Version of 2008-06-03
Wersja polska • Bilanguage version • Wersja dwujęzyczna
Grzegorz Jagodziński
Non-Indo-European vocabulary
in Germanic
Warning: the term the Germanic language denotes a language which is not known from texts and which is the antecessor of all modern germanic languages (German, Dutch, English, Swedish etc.) in the same way as Latin is the antecessor of all Romance languages (Romanian, Sardinian, Italian, French, Provençal, Catalonian, Spanish and Portuguese). Existence of this language is believed to be certain (on the other hand, the view that such a language never existed is deemed to be absolutely improbable). In the same or similar meaning the terms the Protogermanic language, the Germanic protolanguage or the Common Germanic language are in use.
A fair amount of information given below has been taken from the presently inexistent page http://www.muw.edu/~rmccalli/subsGerIntro.html. Its author had not at his disposal examples of links to other Indo-European languages apparently, especially to Slavic. A number of examples comes from other sources (see ex. Germanic substrate hypothesis, Vennemann’s works, like Languages in prehistoric Europe north of the Alps).
βίσων, -ωνος, perhaps also βόλινθος, βόνασ(σ)ος.
I think some other facts should be considered here:
- Germanic *wisunda, Old Icelandic visundr, Old High German wisunt, cf. modern German Wisent;
- Latin bisōn (borrowed from Germanic?), hence English bison which is a borrowing from Latin;
- Slavic facts: Polish żubr (ż instead of z is commonly treated as a hypercorrection: some Polish dialects, but not the literary language, know the process ż > z) and the toponym Zębrze, Russian zubr, izúbr, izjúbr < Old Slavic *zǫbrъ ~ *izǫbrъ; notice the hesitation in the anlaut; the last Russian form izjúbr cannot be derived from any Old Slavic word because the -zju- group should not develop at all, according to all known phonetic rules;
- Baltic facts: Lith. stum̃bras, Old Prussian wissambris (which is very close to Germanic forms).

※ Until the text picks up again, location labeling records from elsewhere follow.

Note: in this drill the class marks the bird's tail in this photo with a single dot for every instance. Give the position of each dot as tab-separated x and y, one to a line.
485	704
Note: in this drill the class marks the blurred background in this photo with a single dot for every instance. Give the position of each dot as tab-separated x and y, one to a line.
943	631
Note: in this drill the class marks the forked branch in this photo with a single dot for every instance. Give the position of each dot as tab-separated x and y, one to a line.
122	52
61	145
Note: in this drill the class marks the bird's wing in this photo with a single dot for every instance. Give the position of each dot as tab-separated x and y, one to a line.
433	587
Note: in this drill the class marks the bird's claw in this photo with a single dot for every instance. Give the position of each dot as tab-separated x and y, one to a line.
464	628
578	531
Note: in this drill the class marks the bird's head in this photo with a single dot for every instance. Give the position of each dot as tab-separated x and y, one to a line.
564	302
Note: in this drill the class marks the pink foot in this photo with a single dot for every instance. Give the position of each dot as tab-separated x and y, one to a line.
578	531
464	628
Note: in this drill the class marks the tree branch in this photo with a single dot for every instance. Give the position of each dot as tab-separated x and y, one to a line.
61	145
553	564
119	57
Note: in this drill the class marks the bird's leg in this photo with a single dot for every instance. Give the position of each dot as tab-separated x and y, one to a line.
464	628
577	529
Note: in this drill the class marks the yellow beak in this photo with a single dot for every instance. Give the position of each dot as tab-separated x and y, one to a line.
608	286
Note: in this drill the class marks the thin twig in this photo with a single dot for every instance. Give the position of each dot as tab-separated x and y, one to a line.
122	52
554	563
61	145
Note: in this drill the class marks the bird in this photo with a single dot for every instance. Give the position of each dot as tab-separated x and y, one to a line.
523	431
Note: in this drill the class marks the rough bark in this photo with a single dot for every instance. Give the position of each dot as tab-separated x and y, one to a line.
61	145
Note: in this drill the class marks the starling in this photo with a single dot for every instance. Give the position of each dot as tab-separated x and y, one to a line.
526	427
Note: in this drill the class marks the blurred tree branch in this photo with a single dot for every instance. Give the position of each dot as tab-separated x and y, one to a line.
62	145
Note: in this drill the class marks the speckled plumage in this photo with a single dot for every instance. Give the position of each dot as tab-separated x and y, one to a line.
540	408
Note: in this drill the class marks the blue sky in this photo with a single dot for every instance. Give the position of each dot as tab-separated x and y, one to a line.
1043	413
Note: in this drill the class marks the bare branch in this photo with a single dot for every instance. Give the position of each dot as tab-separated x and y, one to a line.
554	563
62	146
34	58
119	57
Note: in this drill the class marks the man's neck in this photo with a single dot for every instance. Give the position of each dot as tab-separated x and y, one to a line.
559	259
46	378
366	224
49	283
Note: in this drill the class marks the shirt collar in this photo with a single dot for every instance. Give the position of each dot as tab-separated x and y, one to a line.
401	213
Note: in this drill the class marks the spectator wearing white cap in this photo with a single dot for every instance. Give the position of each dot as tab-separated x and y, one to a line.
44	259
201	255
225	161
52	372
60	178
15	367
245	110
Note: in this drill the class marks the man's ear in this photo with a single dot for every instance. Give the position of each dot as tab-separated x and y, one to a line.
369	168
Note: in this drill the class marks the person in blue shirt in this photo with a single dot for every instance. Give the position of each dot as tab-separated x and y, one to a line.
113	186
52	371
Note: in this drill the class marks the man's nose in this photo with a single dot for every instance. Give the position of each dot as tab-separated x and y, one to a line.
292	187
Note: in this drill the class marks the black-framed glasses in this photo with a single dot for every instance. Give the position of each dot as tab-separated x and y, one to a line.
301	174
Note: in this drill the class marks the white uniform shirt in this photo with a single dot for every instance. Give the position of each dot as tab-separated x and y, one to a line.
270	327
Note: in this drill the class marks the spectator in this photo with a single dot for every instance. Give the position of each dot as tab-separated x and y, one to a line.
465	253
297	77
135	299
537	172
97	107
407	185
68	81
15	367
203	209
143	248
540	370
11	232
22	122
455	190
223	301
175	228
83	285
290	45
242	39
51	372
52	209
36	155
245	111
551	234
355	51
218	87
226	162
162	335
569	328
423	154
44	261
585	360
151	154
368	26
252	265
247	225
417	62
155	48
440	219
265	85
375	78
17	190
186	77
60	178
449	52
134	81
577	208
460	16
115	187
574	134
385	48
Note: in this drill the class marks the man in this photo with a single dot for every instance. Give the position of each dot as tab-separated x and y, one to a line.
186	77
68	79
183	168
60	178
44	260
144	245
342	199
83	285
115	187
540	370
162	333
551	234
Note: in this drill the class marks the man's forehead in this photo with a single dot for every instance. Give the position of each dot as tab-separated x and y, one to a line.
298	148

We can propose at least 3 hypotheses about bison.
- The described word can be Indo-European. It may be connected with *ǵombh- ‘tooth, horn, peg’, cf. Greek γόμφος, Eng. comb and Polish ząb < Old Slavic *zǫbъ ‘tooth’. If yes, then Polish żubr and other Slavic forms could come from *wi-ǵombh-ro-s, ‘dis-horned [animal]’ (first perhaps Bos primigenius, which horns made a V-like shape?). The German term can be a borrowing from Balto-Slavic.
- There exists an attempt to link the name of ‘bison’ with IE *weis- (Lat. virus ‘venom’, Eng. weasel). This attempt ignores Balto-Slavic facts.
- The names of ‘bison’ can be parallel borrowings from the pre-Indo-European substratum, not only from Pre-Greek of course. In this case βόλινθος < *βόνινθος, βόνασ(σ)ος may belong here as well.